Wilfred and his twin brother Sam were born on April 24, 1926 on the kitchen floor of the New Inn, the South Molton pub managed by his parents Sidney Avery and Edith Lock.
They had a particularly bucolic upbringing, spending much of their childhoods exploring the hills and coastline surrounding their home.
This salt-licked landscape got right under Wilfred’s skin and never really left. Threading through the entirety of his 60-year career; wherever he was living, and whatever he was painting, Wilfred found himself consistently painting home.
As a young man, Wilfred’s developing interest in modern art was reinforced by a meeting with Paul Nash, who encouraged him to look to France rather than America for inspiration. Though brief, this conversation would shape his entire career, instilling a deep appreciation for the work of Cezanne, Picasso and Braque. Much later in 1963, (and with Nash’s advice still in mind), he would spend a year there, painting in the Paris ateliers and attending classes taught by Braque and Giacometti.
Wilfred moved to London in 1952. It was certainly the right time to move to the capital as an artist.
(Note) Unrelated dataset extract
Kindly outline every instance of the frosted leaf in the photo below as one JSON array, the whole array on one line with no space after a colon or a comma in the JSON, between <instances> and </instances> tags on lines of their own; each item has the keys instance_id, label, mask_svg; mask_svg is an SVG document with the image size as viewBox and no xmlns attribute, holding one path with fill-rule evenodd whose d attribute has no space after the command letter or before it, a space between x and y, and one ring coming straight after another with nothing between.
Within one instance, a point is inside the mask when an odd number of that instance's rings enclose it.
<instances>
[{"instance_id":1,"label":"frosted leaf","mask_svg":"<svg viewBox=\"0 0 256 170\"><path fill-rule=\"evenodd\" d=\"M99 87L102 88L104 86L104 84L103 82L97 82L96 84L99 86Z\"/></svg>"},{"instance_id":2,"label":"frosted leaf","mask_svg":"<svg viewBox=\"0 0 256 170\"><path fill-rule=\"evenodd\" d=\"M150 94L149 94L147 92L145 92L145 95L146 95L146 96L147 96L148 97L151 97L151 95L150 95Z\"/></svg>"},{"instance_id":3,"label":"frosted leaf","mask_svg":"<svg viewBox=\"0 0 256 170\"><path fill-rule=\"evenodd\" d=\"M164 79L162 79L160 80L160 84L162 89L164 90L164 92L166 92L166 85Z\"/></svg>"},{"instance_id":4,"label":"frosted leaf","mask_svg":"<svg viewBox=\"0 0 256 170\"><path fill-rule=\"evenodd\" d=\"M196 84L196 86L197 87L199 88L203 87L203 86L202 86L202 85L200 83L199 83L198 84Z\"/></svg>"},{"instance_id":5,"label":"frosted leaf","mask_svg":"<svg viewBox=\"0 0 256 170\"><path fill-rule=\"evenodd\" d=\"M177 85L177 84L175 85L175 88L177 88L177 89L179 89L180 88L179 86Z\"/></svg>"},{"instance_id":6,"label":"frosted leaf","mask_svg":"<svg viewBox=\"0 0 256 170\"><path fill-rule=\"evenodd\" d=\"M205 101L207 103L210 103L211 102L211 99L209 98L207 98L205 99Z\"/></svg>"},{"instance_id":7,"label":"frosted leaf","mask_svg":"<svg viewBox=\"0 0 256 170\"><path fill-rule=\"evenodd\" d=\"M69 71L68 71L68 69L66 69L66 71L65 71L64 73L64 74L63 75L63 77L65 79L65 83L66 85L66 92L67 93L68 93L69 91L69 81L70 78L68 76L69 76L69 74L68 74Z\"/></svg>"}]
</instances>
Experimental commercial galleries had begun to crop up all over the post-war city, and Wilfred showed some of his earliest work in two of its most important, Helen Lessore’s Beaux Arts Gallery and Victor Musgrave’s Gallery One. But 1950s London was a city of harsh contradiction, filled as much with vibrant creativity as it was with social and governmental intolerance.
Despite the slow creep towards equality put into place by the 1957 Wolfenden Report, homophobia and sexual repression continued to loom large over Britain. Wilfred never defined himself through his sexuality, but dismissing the suggestions of queer life in his 1950s works, made and exhibited within the context of such an inhospitable period in British history, would be a crucial error in interpretation.
His quietly undressing young men provide an intimate window into queer domestic life. And by painting the queer body within the domestic interior, Wilfred was doing something radical; subverting the traditional concept of home and drawing attention to the fact that whatever one’s sexual orientation, domestic life is inherently the same.
In the late 1950s Wilfred turned from the figure and looked instead to landscape. The paintings were close, Cubist inspired and glowing scenes; hills and trees jostling for space within the frame. Rather than London scenes, they were landscapes sourced instead by turning inwards; views of Wilfred’s Devon childhood and early adulthood in Exmouth.
‘My sense of place does not lie here.’ he wrote, in 1967, ‘My place is the hills and the valley turning into the sea, the sea running into the land, the rocks running under the sea and running onto the curve of the horizon.’
This quasi-religious attitude to landscape remained strong throughout his career. Wilfred’s ongoing practice was imbued with a generalised spirituality, one which would, from the 1960s onwards, morph into a fixation with the subconscious mind, and the works of Carl Jung.
This new period of his work can be summed up in three words: the unpredictable image, an expression the artist used to describe the end result of a creative process increasingly influenced by the unconscious mind. Wilfred’s process became one of discovery rather than predetermination, a new attitude that can best be encapsulated in one wonderfully light-hearted comment of his, ‘the joy of painting is to be surprised!' In a similar sway, when collaging, he would work consistently upside-down, in an attempt to dissociate from whatever non-abstract image was on the page.
Fed up with the London artworld, in 1979 Wilfred left the city and relocated back to Devon, first to Ashburton and then Budleigh Salterton, reigniting his interest in landscape. This time, however, he began to entwine his figures into the land. His organic and shifting fusions pulsate with life and energy; erotic configurations land-locked in passionate embraces.
It was from this point that he managed to fully merge those two pivotal subjects of his — landscape and the male body. They are strange and morphing islands, throbbing with energy and life. An ever-kinetic, rhythmic quality gives the sense that each work has its own pulse. Neither remote nor isolated, each work is alive, embodied.
Now garnering long-awaited and well-deserved interest by public institutions and private collectors alike, Wilfred’s work can now be found in institutions including museums Sheffield, RAMM Exeter, The Hepworth Wakefield and The Towner Eastbourne.
Wilfred Avery and the Unpredictable Image includes a selection of distinctive works from national institutions as well as private collections and studio works never seen before by the public, and opened alongside the launch of a monograph of the same name, the first written about the artist.
The exhibition runs at the Museum of Barnstaple and North Devon until January 27 2024.